The MAS forecast that core inflation, which strips out private transport and accommodation costs, is likely to come in near the mid-point of its revised forecast range of 1 per cent to 2 per cent this year.
This is down from an earlier forecast of 1.5 per cent to 2.5 per cent but its tip for headline inflation remains at 0.5 per cent to 1.5 per cent, it noted in its biannual macroeconomic review.
UOB economist Barnabas Gan said the move to tighten monetary policy here twice last year will also help keep inflation in check as a stronger domestic currency makes imports cheaper.
“If that continues to play out for the rest of the year, coupled with the lower oil prices and the open electricity market, the overall climate for inflation will likely stay in check for 2019,” he added.
While core inflation for the first quarter edged down to 1.6 per cent compared with last year, services inflation rose on the back of a hike in bus and train fares last December.
The MAS said: “Essential services inflation should pick up further when the increase in the non-concessionary foreign domestic worker levy takes effect from April 2019.
“In comparison, healthcare subsidies under the Merdeka Generation Package will come into effect only in the latter half of 2019, with a limited disinflationary impact on services inflation this year.”
Essential services inflation is estimated to be around 3 per cent this year, up from 2 per cent last year. Firmer growth in labour costs in this sector over recent quarters will likely filter through to the overall price of services as well.

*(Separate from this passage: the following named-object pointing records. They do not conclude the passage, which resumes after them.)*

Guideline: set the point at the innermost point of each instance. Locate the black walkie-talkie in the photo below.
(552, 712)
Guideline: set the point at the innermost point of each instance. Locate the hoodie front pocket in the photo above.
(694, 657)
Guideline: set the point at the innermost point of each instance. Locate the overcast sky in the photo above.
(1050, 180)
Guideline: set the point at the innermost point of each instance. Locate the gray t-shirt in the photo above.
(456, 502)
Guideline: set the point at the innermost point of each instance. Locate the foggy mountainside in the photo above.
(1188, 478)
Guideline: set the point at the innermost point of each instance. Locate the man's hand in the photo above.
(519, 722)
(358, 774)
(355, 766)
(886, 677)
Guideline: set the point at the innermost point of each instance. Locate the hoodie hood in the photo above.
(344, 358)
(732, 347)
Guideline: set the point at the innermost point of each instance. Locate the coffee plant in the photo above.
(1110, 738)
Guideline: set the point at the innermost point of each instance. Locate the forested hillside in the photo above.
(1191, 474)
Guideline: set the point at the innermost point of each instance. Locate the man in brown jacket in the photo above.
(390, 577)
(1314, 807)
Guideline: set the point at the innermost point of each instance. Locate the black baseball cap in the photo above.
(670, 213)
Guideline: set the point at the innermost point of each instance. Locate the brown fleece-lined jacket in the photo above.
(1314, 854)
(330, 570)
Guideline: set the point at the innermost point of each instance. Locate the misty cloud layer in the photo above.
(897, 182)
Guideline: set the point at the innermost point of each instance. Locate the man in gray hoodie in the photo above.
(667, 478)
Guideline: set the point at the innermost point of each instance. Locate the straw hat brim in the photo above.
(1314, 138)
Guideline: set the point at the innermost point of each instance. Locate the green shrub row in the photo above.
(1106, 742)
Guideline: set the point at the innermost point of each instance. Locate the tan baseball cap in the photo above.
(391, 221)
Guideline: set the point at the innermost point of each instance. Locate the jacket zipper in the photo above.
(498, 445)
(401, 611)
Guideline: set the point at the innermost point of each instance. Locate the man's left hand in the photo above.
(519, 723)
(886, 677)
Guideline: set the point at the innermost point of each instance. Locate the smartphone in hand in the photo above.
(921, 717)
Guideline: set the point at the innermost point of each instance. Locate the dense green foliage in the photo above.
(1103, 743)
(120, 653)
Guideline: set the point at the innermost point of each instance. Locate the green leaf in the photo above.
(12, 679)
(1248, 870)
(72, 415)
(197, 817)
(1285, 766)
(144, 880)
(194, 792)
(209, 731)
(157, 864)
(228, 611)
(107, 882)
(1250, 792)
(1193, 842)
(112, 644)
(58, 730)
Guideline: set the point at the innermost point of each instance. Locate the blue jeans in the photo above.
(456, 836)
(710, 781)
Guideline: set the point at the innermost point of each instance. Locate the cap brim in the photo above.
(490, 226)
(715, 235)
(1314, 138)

Meanwhile, inflation for the whole services sector is expected to come in above the 1.5 per cent recorded in 2018. Prices in segments like retail are likely to stay relatively flat this year as are private road transport costs. The pace of decline in accommodation prices should ease more as well.
Although global food prices are falling at a slower pace, import prices are unlikely to accelerate, said the MAS.
But it warned that pressures may emerge for categories affected by “transitory shocks”, citing a pick-up in prices of imported eggs, which rose almost 30 per cent year on year in January and February due to supply constraints in Malaysia.
Food inflation on the whole is expected to come in above the 1.4 per cent recorded in 2018.
Separately, the labour market is tipped to remain firm this year despite slowing growth, with wages projected to ease only slightly.
Job growth broadened in the second half of last year, with gains spread across the trade-related, domestic-oriented and modern services clusters, said the MAS.
It added that both resident and overall unemployment rates edged up 0.1 percentage point in the fourth quarter of last year while retrenchments remained “broadly stable at a low level” in the second half of 2018.